In response to requests from my logically-sound readers, you can now find links to Logic 101 (which covers the basic structure of logical arguments) and Logic 103 (which covers the Argumentum ad Populum , Argumentum ad Verecundiam, Petitio Principii, Complex Question, The Ignoratio Elenchi, Fallacies of Ambiguity, The Fallacy of Composition , and Fallacy of Division) here.
Begin Actual Article:
In the first article in this series, Logic 101, we looked at the basic structure of a logical argument. We went over what a logical ARGUMENT is (as differentiated from where you are screaming epithets at your spouse and the neighbors start banging on the floor), what a PROPOSITION is (hint: this is not the same thing as the pick up line you offer to the pretty goth girl in the corner, though in my experience it may get you farther), what PREMISES and CONCLUSIONS are. We also went over the two basic kinds of logical arguments: DEDUCTIVE and INDUCTIVE, how they work, and (in the comment thread) why some folks think inductive reasoning sucks.
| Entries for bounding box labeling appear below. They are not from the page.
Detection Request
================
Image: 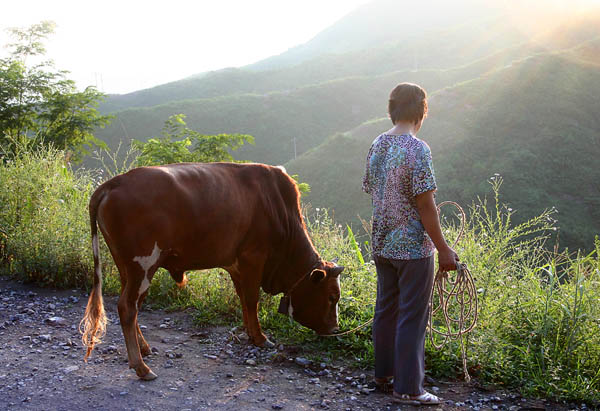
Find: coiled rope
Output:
[428,201,477,382]
[286,201,477,382]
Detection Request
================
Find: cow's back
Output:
[95,163,298,270]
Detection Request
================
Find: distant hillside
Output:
[286,50,600,253]
[96,39,544,164]
[100,4,526,113]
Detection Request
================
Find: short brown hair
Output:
[388,83,427,124]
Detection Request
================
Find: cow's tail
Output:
[79,187,106,361]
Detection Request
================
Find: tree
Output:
[0,21,110,160]
[132,114,254,166]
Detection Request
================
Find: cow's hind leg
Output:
[135,291,152,357]
[229,271,248,332]
[118,266,156,380]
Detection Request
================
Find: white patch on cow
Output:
[335,275,342,324]
[92,234,102,284]
[222,259,240,273]
[133,242,162,298]
[157,167,173,175]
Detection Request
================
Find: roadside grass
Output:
[0,149,600,405]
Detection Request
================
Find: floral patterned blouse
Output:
[363,134,436,260]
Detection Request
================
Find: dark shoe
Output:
[394,391,440,405]
[366,379,394,394]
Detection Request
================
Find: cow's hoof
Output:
[140,370,158,381]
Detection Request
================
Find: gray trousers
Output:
[373,256,435,395]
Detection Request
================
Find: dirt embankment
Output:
[0,278,585,411]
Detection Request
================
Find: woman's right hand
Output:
[438,247,460,271]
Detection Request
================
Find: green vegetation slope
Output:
[286,50,600,253]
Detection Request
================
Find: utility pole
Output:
[292,137,298,160]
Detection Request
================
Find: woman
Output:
[363,83,458,405]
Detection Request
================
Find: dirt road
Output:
[0,278,581,411]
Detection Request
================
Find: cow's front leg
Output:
[244,286,275,348]
[229,271,248,332]
[234,250,275,347]
[117,270,156,380]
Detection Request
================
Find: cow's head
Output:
[289,261,344,334]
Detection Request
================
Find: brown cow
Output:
[81,163,343,380]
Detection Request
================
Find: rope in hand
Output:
[428,201,477,382]
[294,201,477,382]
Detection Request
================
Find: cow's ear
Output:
[310,268,327,284]
[329,265,344,278]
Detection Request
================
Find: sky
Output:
[0,0,368,94]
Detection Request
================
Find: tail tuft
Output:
[79,285,107,362]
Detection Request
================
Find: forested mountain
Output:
[286,41,600,248]
[90,0,600,251]
[100,0,526,112]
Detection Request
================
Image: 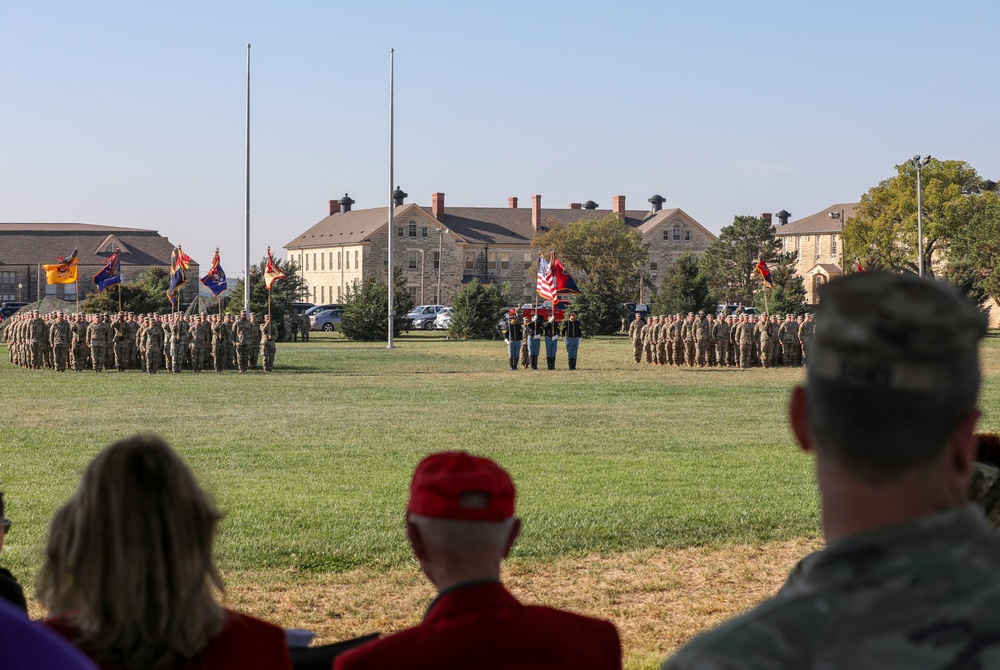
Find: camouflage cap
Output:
[809,272,986,392]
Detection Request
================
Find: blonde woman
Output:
[38,435,292,670]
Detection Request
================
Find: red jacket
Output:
[334,582,622,670]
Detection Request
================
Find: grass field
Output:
[0,333,1000,667]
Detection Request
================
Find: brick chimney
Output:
[431,193,444,221]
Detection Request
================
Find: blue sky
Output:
[0,0,1000,276]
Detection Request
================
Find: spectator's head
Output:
[791,272,986,485]
[406,452,521,589]
[38,435,223,668]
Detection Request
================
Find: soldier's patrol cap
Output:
[809,272,986,393]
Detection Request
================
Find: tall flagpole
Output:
[386,49,396,349]
[244,44,250,314]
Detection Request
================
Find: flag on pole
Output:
[42,249,79,284]
[552,256,580,294]
[201,249,229,297]
[264,247,285,291]
[535,254,556,305]
[754,258,774,288]
[94,247,122,293]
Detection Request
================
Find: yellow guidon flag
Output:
[264,247,285,291]
[42,249,77,284]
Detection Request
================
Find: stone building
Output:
[764,202,858,304]
[284,189,716,304]
[0,223,199,303]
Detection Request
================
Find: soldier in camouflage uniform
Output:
[664,272,1000,670]
[628,313,646,363]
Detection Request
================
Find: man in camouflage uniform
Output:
[628,312,646,363]
[664,272,1000,670]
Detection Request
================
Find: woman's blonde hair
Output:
[38,435,224,670]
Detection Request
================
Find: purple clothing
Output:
[0,600,97,670]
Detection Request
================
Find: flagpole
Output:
[386,49,396,349]
[244,44,252,315]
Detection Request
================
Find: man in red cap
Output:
[334,452,621,670]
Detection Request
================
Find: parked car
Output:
[434,307,451,330]
[309,309,344,333]
[303,302,344,316]
[406,305,445,330]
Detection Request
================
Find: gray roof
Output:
[774,202,859,237]
[0,223,196,266]
[284,205,656,249]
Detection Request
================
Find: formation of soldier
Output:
[4,311,278,374]
[628,312,815,368]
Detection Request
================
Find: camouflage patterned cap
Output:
[809,272,986,392]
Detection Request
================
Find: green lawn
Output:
[7,333,1000,581]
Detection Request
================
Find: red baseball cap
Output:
[406,451,515,521]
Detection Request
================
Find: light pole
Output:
[830,210,847,275]
[908,154,931,277]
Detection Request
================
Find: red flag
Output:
[264,247,285,291]
[754,258,774,288]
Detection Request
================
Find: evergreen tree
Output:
[340,268,413,342]
[652,253,715,314]
[448,279,513,340]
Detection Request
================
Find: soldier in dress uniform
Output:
[334,452,622,670]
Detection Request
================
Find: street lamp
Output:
[907,154,931,277]
[817,210,847,274]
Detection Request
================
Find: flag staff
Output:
[385,49,396,349]
[244,44,252,316]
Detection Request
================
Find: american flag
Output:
[535,254,556,305]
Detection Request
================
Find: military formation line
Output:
[4,311,308,374]
[628,312,815,369]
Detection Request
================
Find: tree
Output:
[340,268,413,342]
[226,256,305,323]
[754,254,806,315]
[653,253,715,314]
[448,279,513,340]
[844,159,995,276]
[698,216,791,305]
[531,214,649,335]
[80,268,175,314]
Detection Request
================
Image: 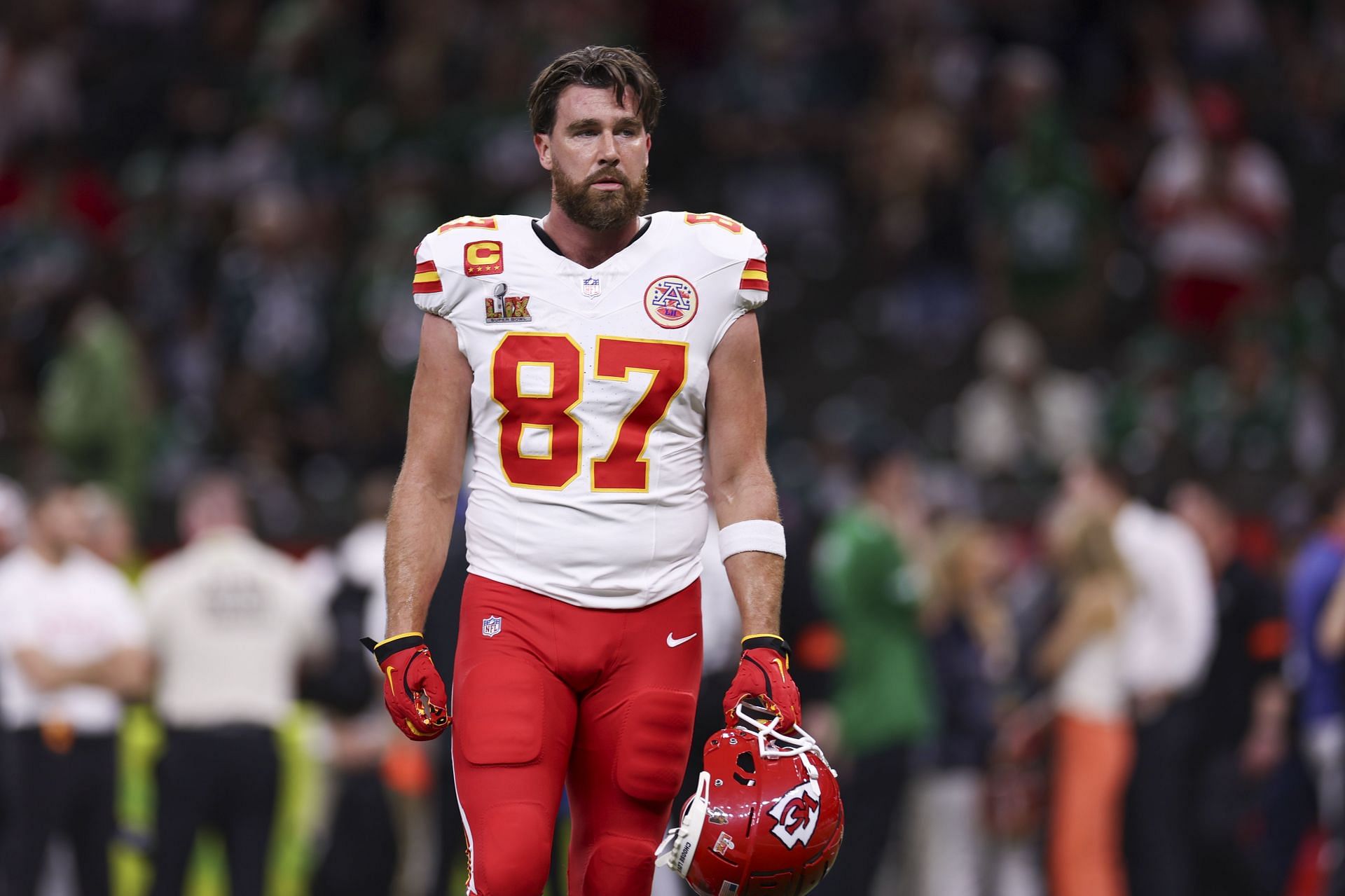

Now, as promised, I present to you part two: The Attack of the Evil Fallacies
In response to requests from my logically-sound readers, you can now find links to Logic 102 (which covers the Argumentum ad Baculum, Argumentum ad Hominem, Argumentum ad Ignorantiam, and Argumentum ad Misericordium) and Logic 103 (which covers the rest of the common fallacies) here.
Actual Article Resumes Now:
In the early days of Newsvine (as in, waaay back at the beginning of the year) there was a fair amount of discussion here and there about the nature of the educational system in this country. One of the conclusions reached therein was that our country would be much healthier if logic were taught to all students. More recently, there was an upsurge of folks calling each other out on the use of logical fallacies, most particularly the use of “strawman arguments”. Here in the recent past, I have seen a repeated use of the argument that “if you do not support the extension of my intolerant beliefs into law, you are intolerant.” All of this put together has led me to the conclusion that we may be well overdue for a logic lesson.
Enter my Mom. Both my parents went to school for philosophy. Quite honestly, I tried like hell not to listen to any of it as I was growing up. While most kids were playing Monopoly with their folks, I got to play fun games like this:
“Their are three errors in this sentance.”
My mission was to find them. Good, fun, family times. But I digress…
My Dad died when I was twelve, but my Mom is still alive and kicking. She has never given up on her quest to teach me logic, and now that I have offspring, she is working on him, too. So she seemed the natural place to start when looking to get a grasp of the basics of logic.